Algorithms are proving to be poor at timing currency markets, if a group of new exchange-traded funds is any indication.

In January, ETF-industry leaders BlackRock Inc.'s iShares unit and WisdomTree Investments Inc. both launched slates of international stock funds that are inconsistently hedged against currency moves, based on when and how their algorithms tell them to hedge.

So far this year, of the seven funds in both groups, only one is performing better than comparable funds that are unhedged. Three of the seven also lagged comparable funds that were fully hedged against currency moves.

The funds—iShares' "Adaptive Currency Hedged" ETFs and WisdomTree's "Dynamic Currency Hedged" funds—attempt to protect U.S. investors from losing money on winning international stocks when they collect their foreign profits in pricier U.S. dollars.

Using algorithms to predict the currency's direction, the index funds choose when to "hedge," buying contracts that fix their exchange rate and protecting investors' winnings if a foreign currency falls.

But their predictive models—reset only once a month—may have been caught short by Britain's June 23 "Brexit" vote to leave the European Union, which was followed by an immediate sharp decline in the pound and rally in the yen.

The funds need more time to demonstrate their abilities, said iShares product consultant Dorothy Lariviere. In pre-launch testing, the Adaptive indexes beat a portfolio split evenly between a fully hedged and unhedged strategy, she said.

WisdomTree research director Jeremy Schwartz said he expects Dynamic funds, which he calls the future of international-stock investing, to beat their counterparts over the long term.

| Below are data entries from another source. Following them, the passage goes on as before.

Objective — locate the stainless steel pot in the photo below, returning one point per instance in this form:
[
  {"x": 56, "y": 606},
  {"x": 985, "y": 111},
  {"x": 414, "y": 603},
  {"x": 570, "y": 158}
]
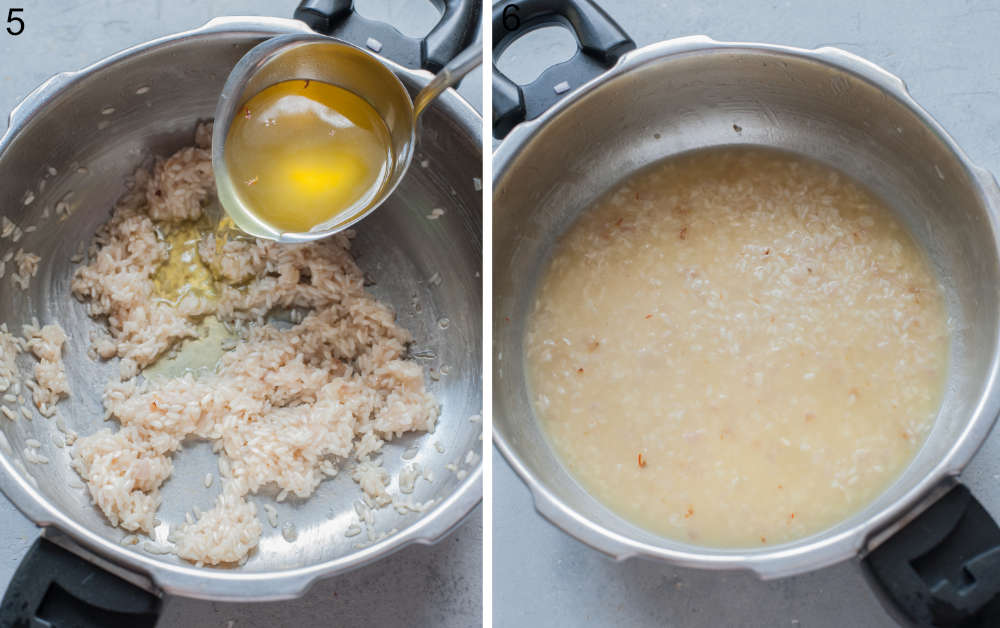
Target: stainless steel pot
[
  {"x": 93, "y": 127},
  {"x": 628, "y": 109}
]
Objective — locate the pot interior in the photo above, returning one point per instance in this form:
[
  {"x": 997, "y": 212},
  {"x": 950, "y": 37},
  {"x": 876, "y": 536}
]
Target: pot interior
[
  {"x": 738, "y": 95},
  {"x": 94, "y": 133}
]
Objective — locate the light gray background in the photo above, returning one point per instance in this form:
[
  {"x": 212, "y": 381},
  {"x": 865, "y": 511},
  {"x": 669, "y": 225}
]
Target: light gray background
[
  {"x": 418, "y": 586},
  {"x": 948, "y": 54}
]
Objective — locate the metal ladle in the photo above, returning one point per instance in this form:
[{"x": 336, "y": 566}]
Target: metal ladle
[{"x": 320, "y": 58}]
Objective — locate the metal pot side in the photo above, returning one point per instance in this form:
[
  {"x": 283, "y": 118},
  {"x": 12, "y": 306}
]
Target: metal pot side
[
  {"x": 146, "y": 101},
  {"x": 691, "y": 93}
]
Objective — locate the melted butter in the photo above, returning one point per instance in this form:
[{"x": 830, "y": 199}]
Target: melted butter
[
  {"x": 184, "y": 272},
  {"x": 304, "y": 154},
  {"x": 196, "y": 356}
]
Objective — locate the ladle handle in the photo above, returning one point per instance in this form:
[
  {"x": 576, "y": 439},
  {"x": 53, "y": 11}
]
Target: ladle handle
[
  {"x": 454, "y": 32},
  {"x": 449, "y": 76}
]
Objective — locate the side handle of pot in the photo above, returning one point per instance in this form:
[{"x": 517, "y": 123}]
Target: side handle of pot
[
  {"x": 943, "y": 567},
  {"x": 455, "y": 31},
  {"x": 601, "y": 43},
  {"x": 54, "y": 587}
]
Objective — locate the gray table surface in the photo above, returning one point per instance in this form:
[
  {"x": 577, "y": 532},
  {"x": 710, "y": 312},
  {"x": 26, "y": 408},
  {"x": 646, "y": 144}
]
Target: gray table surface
[
  {"x": 418, "y": 586},
  {"x": 947, "y": 52}
]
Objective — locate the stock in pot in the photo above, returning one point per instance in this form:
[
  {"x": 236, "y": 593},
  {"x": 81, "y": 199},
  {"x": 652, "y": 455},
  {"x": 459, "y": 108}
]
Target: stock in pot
[{"x": 586, "y": 124}]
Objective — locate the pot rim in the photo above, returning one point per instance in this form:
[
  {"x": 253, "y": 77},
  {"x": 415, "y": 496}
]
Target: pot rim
[
  {"x": 810, "y": 553},
  {"x": 187, "y": 580}
]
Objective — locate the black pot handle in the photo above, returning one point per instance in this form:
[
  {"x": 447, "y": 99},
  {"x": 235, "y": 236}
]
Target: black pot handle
[
  {"x": 55, "y": 588},
  {"x": 454, "y": 32},
  {"x": 942, "y": 568},
  {"x": 601, "y": 42}
]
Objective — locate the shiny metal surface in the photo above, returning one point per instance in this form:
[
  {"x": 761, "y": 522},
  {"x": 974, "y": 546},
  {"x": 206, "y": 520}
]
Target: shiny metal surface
[
  {"x": 319, "y": 58},
  {"x": 692, "y": 93},
  {"x": 145, "y": 101}
]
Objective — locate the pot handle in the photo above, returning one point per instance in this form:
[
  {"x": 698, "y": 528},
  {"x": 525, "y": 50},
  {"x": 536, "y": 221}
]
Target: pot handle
[
  {"x": 943, "y": 567},
  {"x": 601, "y": 43},
  {"x": 454, "y": 32},
  {"x": 54, "y": 587}
]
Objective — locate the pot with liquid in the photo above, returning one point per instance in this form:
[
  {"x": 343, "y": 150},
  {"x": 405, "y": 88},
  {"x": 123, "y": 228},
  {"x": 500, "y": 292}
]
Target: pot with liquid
[{"x": 623, "y": 396}]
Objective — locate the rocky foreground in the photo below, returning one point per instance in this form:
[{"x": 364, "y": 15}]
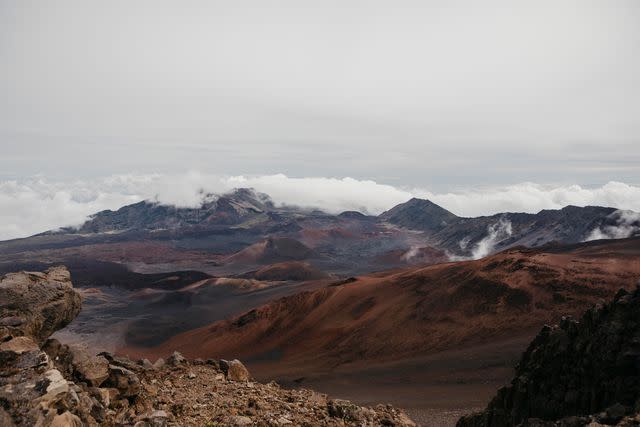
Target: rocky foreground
[
  {"x": 584, "y": 373},
  {"x": 46, "y": 383}
]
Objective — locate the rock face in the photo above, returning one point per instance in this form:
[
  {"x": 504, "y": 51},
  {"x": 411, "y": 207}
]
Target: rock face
[
  {"x": 56, "y": 385},
  {"x": 576, "y": 373},
  {"x": 36, "y": 304},
  {"x": 235, "y": 370}
]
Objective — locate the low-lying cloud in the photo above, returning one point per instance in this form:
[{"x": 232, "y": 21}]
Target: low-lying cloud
[
  {"x": 38, "y": 204},
  {"x": 627, "y": 224},
  {"x": 495, "y": 233}
]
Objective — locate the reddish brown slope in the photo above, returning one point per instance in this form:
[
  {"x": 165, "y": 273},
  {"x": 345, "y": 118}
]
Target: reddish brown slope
[{"x": 420, "y": 311}]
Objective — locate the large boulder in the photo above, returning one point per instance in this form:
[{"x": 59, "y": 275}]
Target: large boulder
[
  {"x": 576, "y": 372},
  {"x": 36, "y": 304}
]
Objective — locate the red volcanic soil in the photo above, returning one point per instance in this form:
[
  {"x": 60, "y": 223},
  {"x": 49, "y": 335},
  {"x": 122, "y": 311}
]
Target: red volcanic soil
[
  {"x": 418, "y": 311},
  {"x": 273, "y": 249},
  {"x": 415, "y": 255}
]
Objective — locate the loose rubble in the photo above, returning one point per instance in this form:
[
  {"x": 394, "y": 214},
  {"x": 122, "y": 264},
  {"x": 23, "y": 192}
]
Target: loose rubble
[
  {"x": 46, "y": 383},
  {"x": 584, "y": 373}
]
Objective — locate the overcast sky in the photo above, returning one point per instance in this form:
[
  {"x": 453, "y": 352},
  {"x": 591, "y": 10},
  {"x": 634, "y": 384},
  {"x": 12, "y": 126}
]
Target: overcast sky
[{"x": 439, "y": 94}]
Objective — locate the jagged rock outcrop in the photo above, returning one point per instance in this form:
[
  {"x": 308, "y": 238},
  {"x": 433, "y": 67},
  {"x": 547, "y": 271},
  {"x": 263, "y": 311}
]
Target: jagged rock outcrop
[
  {"x": 51, "y": 384},
  {"x": 576, "y": 373},
  {"x": 36, "y": 304}
]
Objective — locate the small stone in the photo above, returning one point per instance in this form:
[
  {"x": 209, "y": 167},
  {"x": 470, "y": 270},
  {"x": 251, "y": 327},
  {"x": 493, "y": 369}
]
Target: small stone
[
  {"x": 66, "y": 419},
  {"x": 239, "y": 421},
  {"x": 159, "y": 363},
  {"x": 234, "y": 370},
  {"x": 175, "y": 359}
]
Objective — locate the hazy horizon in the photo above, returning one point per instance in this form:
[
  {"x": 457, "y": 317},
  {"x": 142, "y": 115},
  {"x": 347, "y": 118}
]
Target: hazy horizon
[
  {"x": 445, "y": 95},
  {"x": 484, "y": 107}
]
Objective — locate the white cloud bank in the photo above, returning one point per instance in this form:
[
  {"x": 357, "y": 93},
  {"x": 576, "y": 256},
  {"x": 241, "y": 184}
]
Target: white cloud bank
[
  {"x": 627, "y": 224},
  {"x": 34, "y": 205},
  {"x": 495, "y": 234}
]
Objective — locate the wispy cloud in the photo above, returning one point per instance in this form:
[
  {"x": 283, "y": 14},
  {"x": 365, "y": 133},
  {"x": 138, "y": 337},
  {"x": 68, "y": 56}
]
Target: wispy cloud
[
  {"x": 625, "y": 224},
  {"x": 37, "y": 204},
  {"x": 495, "y": 233}
]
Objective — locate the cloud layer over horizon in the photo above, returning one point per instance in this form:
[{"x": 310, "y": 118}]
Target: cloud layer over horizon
[{"x": 38, "y": 204}]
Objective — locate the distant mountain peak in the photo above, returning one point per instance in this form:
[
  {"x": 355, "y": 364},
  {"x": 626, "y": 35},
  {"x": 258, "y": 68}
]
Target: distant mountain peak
[{"x": 420, "y": 214}]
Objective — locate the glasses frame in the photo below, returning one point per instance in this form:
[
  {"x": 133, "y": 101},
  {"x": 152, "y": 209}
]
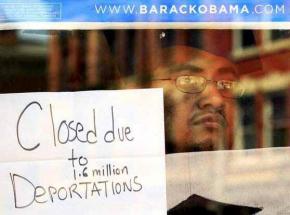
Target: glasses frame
[{"x": 207, "y": 81}]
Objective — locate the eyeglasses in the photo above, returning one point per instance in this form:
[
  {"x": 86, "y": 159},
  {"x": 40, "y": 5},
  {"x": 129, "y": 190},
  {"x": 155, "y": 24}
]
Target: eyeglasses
[{"x": 196, "y": 84}]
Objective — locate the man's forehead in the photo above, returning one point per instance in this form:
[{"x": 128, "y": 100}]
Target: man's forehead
[
  {"x": 192, "y": 69},
  {"x": 181, "y": 58}
]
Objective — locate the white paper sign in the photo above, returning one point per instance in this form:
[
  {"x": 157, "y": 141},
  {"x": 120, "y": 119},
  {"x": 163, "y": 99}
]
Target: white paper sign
[{"x": 98, "y": 152}]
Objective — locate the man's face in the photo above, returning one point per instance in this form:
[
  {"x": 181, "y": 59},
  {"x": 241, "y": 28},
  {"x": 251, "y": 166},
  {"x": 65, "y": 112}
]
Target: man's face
[{"x": 198, "y": 121}]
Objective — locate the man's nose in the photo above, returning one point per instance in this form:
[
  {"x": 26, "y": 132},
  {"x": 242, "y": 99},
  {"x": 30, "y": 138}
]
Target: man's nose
[{"x": 211, "y": 97}]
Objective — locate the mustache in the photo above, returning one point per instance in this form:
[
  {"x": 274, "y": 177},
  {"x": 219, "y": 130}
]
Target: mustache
[{"x": 211, "y": 114}]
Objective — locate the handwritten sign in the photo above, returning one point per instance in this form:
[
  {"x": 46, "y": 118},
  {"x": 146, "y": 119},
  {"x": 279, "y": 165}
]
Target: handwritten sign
[{"x": 85, "y": 152}]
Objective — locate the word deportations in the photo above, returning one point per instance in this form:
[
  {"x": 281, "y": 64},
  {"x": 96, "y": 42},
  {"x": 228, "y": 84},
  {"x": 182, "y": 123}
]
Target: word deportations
[
  {"x": 79, "y": 190},
  {"x": 69, "y": 131}
]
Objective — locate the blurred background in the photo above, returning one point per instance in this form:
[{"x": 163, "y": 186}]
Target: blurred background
[{"x": 34, "y": 61}]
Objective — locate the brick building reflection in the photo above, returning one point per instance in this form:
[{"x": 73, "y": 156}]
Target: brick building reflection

Each fund company's algorithm is different and weighs multiple factors, but both hedge more when a currency they have exposure to has recently been depreciating, on the premise that the currency would continue on that path.

But betting on momentum could backfire when currency directions change. In June, for example, the dollar fell 6.7 percent against the yen while the iShares Adaptive Currency Hedged MSCI Japan ETF was 75 percent hedged in the opposite direction.